Weekly hog slaughter came in a little lower than expected at 2.258 million head. Our estimate from this morning was 2.265. This week’s kill is 4.5% over last year. That is a little higher than the 3.5% gain seen in recent weeks. The pork production total of 480.8 million is 4.6% over last year. There are no real problems with supply at this time.

The monthly Consumer Price Index report was released today. USDA later took its retail level survey findings and released meat prices and price spread data. The retail pork price fell from $3.780 per pound in March to $3.747 in April. This April number is 1.4% under last year. Of interest for us on the hog side was the farmer share of the retail dollar. USDA pegged April hog prices as capturing 20.5% of the total retail dollar. That was down from the 23.3% the month prior.

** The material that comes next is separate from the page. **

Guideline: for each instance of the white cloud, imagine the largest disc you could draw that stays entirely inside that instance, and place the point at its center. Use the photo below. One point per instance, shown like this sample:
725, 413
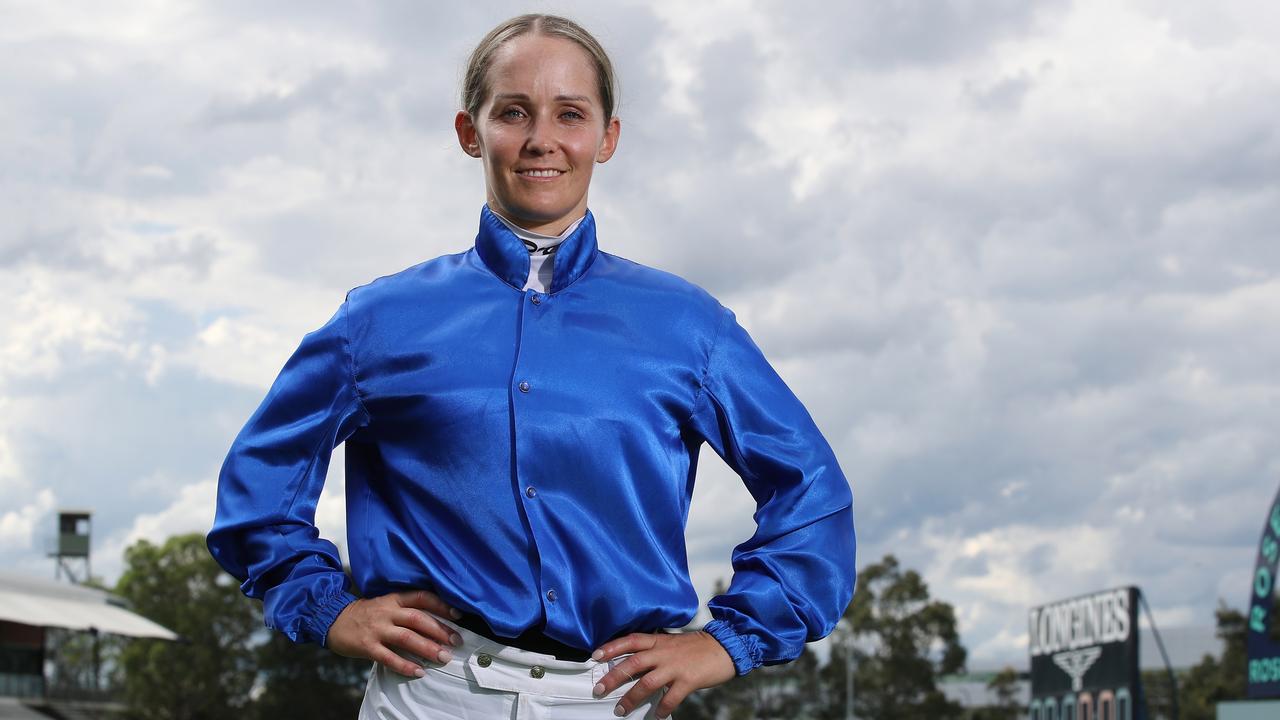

It is also a rebound off the terrible low point in Q4 last year when it was at 16.3%, the lowest since the 1998 industry wipeout.

While we are happy with this minor resurgence in ownership of the dollar, it is still not that great. The five-year period before this saw an average farmer share of 27.5%. Some might question our use of the five-year average as that includes those record hog prices from 2014. There was our large PED-led pork supply deficit where every sector of the pork supply chain was clamoring for product. At one point in 2014, the farmer share was 40.3%. If you exclude 2014 from that five-year average, it comes to 26.1%. Our current pricing environment is still a little weak by historical standards on the cash hog end.

Futures have made the big, expected move higher. It would not be surprising to see the futures end slow down the ascent here. It could still hit up to $80 this summer, but the days of arguing that hog futures are sharply underpriced are over. We are now above our $77 expiration price for the June contract. There is likely another week or two left for bulls to run the show. We suggest this rally is soon getting into the area where long-term hedging needs to be made. We will be more active in that discussion in the coming days.